Investors can now buy and sell stocks and fractional shares with zero trading commissions, marking a shift from the company's previous emphasis on the value of passive investing.

Wealthfront is introducing individual stock trading for clients, a significant change for a company that has long emphasized the value of passive investing.

Like other retail brokerage apps, Wealthfront Stock Investing offers fractional shares, zero trading commissions and a $1 minimum.

The company is hoping to stand out from others on the market, like Robinhood, by helping investors discover new investment opportunities with curated lists called “stock collections.” Similar to the way that music apps like Spotify use playlists to expose listeners to new music, Wealthfront has 35 collections, such as “Apple’s Supply Chain,” “Inflation Thrivers,” and “Blue Chip Dividend Stocks,” to show new investment possibilities.

The stocks in each collection are equally weighted by default, but users can modify the weightings or just select individual stocks from the collection. Investors can buy multiple stocks at once, and view self-directed investments alongside automated investing accounts within the Wealthfront app.

“Young investors are hungry for a smarter way to discover investment opportunities, which is exactly why we’re excited to offer the Wealthfront version of commission-free stock investing,” Dave Myszewski, Wealthfront’s vice president of product, said in a statement. “Today’s launch opens us up to a much broader audience while also increasing share of wallet among our existing clients, who have $40 billion in external brokerage accounts that they are eager to consolidate with Wealthfront.”

In a blog post, the company also says it won’t encourage frequent trading or generate revenue from payment for order flow, two practices of online brokers like Robinhood that have drawn regulatory scrutiny.  

“[Wealthfront’s stock investing] is not built for an investor who wants to constantly monitor ticker movements or trade throughout the day, which was very intentional,” a company spokesperson said in an email. “Instead we’ve created a stock product that promotes the buy and hold investing we’ve championed from the beginning.”

It’s still a significant pivot for the company, which in the past has advertised the value of its automated investing as an alternative to do-it-yourself trading. Burton Malkiel, the economist famous for arguing in favor of investing in index funds rather than individual equities, joined Wealthfront in 2012. A Wealthfront blog post titled “The Illusion of Stock-Picking Skill” by Nobel prize-winning economist Daniel Kahneman, published in 2015, argued that stock-picking is closer to a dice-rolling contest than a game of skill.

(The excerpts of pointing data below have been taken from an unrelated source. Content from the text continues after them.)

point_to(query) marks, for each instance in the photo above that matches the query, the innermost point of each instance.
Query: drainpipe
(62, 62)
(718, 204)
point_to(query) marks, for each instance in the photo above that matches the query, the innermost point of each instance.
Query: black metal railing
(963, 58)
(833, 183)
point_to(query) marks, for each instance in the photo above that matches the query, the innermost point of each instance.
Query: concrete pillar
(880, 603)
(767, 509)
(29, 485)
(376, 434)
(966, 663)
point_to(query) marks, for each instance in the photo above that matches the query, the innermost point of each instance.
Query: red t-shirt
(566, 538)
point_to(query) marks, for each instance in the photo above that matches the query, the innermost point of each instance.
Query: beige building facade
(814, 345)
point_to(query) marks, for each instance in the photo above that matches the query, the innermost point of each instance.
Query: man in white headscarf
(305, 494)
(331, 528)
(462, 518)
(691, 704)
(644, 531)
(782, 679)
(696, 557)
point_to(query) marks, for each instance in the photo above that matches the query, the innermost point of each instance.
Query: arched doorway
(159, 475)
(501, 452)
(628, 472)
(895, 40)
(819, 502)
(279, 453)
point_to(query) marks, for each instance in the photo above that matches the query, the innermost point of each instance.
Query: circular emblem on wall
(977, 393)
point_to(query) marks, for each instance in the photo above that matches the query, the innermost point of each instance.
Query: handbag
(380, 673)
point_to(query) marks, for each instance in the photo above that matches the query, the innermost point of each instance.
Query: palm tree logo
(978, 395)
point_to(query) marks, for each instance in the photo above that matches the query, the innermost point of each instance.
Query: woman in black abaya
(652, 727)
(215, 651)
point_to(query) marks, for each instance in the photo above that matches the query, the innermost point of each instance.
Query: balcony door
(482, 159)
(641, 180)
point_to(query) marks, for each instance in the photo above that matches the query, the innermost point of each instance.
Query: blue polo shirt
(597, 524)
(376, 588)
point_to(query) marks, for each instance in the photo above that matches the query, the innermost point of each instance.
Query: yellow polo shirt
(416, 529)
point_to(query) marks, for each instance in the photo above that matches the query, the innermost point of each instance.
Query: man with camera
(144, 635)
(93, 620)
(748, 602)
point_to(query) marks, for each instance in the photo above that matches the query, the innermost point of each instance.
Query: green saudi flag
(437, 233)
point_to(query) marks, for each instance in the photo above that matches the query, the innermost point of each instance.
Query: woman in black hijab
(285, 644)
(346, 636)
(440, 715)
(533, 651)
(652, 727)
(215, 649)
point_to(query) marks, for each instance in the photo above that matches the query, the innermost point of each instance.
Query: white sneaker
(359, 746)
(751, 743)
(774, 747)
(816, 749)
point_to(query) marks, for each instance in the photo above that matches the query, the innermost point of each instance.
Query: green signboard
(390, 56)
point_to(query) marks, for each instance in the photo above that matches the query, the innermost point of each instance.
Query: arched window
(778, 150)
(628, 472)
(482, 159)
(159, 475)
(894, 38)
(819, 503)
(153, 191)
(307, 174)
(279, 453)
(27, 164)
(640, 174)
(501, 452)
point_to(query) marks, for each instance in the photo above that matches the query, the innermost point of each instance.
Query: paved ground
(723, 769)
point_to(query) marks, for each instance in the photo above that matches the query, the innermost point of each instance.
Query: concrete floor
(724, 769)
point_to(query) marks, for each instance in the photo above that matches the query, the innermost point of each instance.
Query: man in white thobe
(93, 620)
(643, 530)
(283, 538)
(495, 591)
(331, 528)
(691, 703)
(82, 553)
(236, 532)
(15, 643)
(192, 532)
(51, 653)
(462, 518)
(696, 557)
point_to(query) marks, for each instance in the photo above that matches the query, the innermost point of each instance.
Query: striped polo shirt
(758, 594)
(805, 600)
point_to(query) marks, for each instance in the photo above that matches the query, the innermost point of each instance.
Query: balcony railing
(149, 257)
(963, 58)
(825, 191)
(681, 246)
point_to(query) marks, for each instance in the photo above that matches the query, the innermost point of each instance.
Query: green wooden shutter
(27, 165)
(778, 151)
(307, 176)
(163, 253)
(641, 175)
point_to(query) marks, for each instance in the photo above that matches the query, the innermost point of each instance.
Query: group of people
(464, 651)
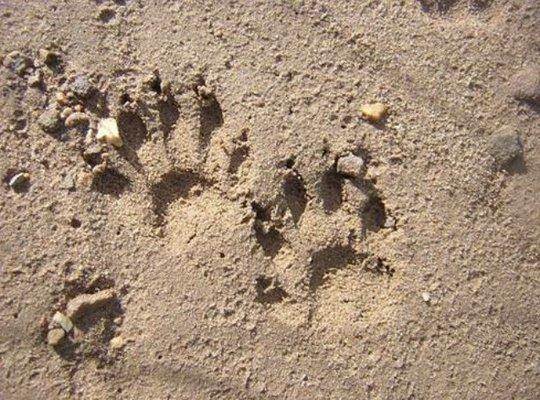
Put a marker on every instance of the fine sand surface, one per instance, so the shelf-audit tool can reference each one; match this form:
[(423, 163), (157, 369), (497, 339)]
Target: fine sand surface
[(197, 200)]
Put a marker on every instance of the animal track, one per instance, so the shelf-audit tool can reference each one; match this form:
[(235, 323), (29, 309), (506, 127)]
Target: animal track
[(111, 182), (269, 291), (295, 195), (326, 260), (173, 186)]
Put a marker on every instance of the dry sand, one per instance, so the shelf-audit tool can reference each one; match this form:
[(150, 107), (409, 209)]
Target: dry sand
[(217, 249)]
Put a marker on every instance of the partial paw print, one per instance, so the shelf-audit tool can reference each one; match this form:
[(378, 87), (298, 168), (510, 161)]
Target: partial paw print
[(314, 231), (169, 143)]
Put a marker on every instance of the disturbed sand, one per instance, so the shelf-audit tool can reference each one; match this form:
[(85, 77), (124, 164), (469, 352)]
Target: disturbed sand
[(249, 233)]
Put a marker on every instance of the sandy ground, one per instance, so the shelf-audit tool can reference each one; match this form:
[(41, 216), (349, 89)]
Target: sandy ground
[(222, 250)]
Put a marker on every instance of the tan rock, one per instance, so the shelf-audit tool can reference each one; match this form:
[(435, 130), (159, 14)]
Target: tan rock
[(351, 166), (63, 321), (77, 118), (108, 132), (55, 336), (117, 342), (87, 302), (374, 112)]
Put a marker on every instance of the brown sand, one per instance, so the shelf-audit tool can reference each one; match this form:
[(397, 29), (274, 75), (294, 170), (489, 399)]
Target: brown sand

“Many individual investors lose consistently by trading, an achievement that a dart-throwing chimp could not match,” Kahneman wrote on the Wealthfront blog.

A company spokesperson said that Wealthfront’s views on investing haven’t changed, and that individual stocks should just be one portion of a larger wealth building strategy. But with clients holding $40 billion in external brokerage accounts, the company believes it can help them make smarter choices with its stock investing service.

“We’re really proud that we’ve created a more strategic stock product that focuses on making smarter investment decisions instead of trading,” the spokesperson said. “We’re still encouraging clients to buy and hold their investments, and we’re still focused on increasing the number of investments to manage risk. In fact, the product prevents clients from trading the same stock multiple times within a week.”

In a 2017 blog post, Wealthfront founder and CEO Andy Rachleff supported the idea of investing a small portion of a portfolio in individual equities.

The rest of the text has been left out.